Leveraging Semantic Attribute Binding for Free-Lunch Color Control in Diffusion Models

TL;DR

This work tackles the challenge of precise color control in text-to-image diffusion by proposing ColorWave, a training-free approach that exploits semantic attribute binding in IP-Adapter to map RGB values to linguistic color descriptors. It introduces automatic color-name generation and a spatial prior to selectively modulate attention, enabling exact RGB-level control without fine-tuning. Empirical results show ColorWave outperforms training-free baselines on color accuracy and realism, and approaches the performance of color-specific methods like ColorPeel while offering immediate, arbitrary color specification. The method demonstrates robust color control across diverse objects and contexts, signaling a new, practical paradigm for color-consistent diffusion-based synthesis.

Abstract

Recent advances in text-to-image (T2I) diffusion models have enabled remarkable control over various attributes, yet precise color specification remains a fundamental challenge.

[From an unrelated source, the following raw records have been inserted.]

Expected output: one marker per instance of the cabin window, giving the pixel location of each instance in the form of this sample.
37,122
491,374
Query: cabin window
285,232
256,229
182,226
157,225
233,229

Existing approaches, such as ColorPeel, rely on model personalization, requiring additional optimization and limiting flexibility in specifying arbitrary colors. In this work, we introduce ColorWave, a novel training-free approach that achieves exact RGB-level color control in diffusion models without fine-tuning. By systematically analyzing the cross-attention mechanisms within IP-Adapter, we uncover an implicit binding between textual color descriptors and reference image features. Leveraging this insight, our method rewires these bindings to enforce precise color attribution while preserving the generative capabilities of pretrained models. Our approach maintains generation quality and diversity, outperforming prior methods in accuracy and applicability across diverse object categories. Through extensive evaluations, we demonstrate that ColorWave establishes a new paradigm for structured, color-consistent diffusion-based image synthesis.

Paper Structure

This paper contains 18 sections, 4 equations, 21 figures, 2 tables.

Figures (21)

  • Figure 1: ColorWave accurately reproduces subtle color variations in smooth interpolation between similar tones. Each column shows a different target object rendered with gradually shifting colors (displayed above each image). The results demonstrate that our method ColorWave is sensitive to small changes in the RGB color space while preserving realistic object appearance and scene composition.
  • Figure 2: Illustration of semantic attribute binding. On top, the color-guidance image is provided. a) Given the color name used in the prompt, the generated results will pick the respective color from the color-guidance image. b) Changing the colors of the color guidance image, results in similar changes in the generated images. c) The exact color which should be generated for the used color name can also be a synthetic example.
  • Figure 3: Semantic attribute binding. Phenomenon visualization through a similarity matrix between color names in text prompts and RGB color values. The heatmap shows the normalized dot product similarity between key projections of color word tokens and image features.
  • Figure 4: Overview of ColorWave. Our approach leverages semantic attribute binding between IP-Adapter and text cross-attention pathways to achieve precise color control. User-specified RGB values are encoded through IP-Adapter and selectively bound to object tokens in the text prompt, enabling training-free color attribution while preserving generative quality.
  • Figure 5: Limitations when directly exploiting semantic attribute binding for color control. (a) Reference image with oval. (b,c) Shape and size variations alter the resulting bird coloration despite using the same green color. (d) With multiple green regions, attribution becomes ambiguous and inconsistent. (e) Using synthetic color references produces flat, unrealistic textures.